İsterse meclisi kilitleme operasyonu, isterse buna politik ayak oyunları deyin. Sonuçta bu iktidar kurduğu sistemi kimseye elletmeyecektir.
İçişleri Bakanlığını kaptırsa paralelcilerin gelmesinden ve güvenliklerinin tehlikeye girmesinden korkarlar.
Adalet Bakanlığını kaptırsalar, anayasa ve HSYK gibi bir gücü kaybederek, partilerinin kapanması ve hatta yasal olarak cezaevini bile boylamaktan korkarlar.
Milli Eğitim Bakanlığını kaptırsalar; bu sefer yeni eğitim sisteminin yıkılması, dershanelerin yeniden açılması ve okullarının kapatılarak, ilahiyatların zarar görmesini göze alamazlar.

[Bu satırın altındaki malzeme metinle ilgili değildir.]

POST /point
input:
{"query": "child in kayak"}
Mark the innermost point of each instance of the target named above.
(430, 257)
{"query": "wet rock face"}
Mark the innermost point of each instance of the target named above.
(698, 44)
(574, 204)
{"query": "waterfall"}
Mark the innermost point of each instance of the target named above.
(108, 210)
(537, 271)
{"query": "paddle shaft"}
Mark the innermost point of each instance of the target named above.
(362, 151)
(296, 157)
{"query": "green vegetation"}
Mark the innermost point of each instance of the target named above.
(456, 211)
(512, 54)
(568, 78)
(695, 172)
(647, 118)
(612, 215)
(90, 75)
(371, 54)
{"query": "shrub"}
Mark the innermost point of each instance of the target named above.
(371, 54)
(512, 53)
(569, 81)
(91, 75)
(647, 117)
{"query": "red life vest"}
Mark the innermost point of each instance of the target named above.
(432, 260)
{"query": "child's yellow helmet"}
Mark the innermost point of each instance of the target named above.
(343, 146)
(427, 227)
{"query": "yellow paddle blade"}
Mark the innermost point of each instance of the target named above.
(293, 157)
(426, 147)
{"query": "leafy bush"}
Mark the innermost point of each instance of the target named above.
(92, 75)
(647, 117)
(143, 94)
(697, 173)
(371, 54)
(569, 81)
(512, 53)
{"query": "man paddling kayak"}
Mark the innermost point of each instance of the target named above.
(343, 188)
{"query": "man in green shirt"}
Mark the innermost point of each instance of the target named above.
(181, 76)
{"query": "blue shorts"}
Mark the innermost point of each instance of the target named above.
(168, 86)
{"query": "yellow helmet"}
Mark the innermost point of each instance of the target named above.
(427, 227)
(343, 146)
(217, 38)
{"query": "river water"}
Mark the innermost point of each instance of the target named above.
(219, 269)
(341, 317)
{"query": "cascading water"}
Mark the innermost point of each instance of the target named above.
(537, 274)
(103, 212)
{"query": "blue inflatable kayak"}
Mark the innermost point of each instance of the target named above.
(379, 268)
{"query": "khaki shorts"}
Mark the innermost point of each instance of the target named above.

Yani bir taraftan Paralel Yapı tehlikesi, bir taraftan Ergenekoncuların tekrar etkin hale gelmesi ve bir diğer taraftan ise Kemalist Laik sistemin tepelerine vurmasından korkacakları için meclisi kitler, var olan 12 Eylül yasaları ile idare eder veya bürokrasi ile bu süreci yönetmeye çalışırlar…
Zaten hangi bakanlığı başka partiye verseler bu bakanlıktaki bürokrasiyi kaybedeceklerinden korkacakları için bunu göze alamazlar. Bu yüzden Koalisyon bahane zaman kazanma şahane… Sonuçta AKP bu ülkenin yönetimini kimseye kaptırmamak için kelleleri pahasına dahi olsa bir son dakika hareketine girişeceklerine inanıyorum.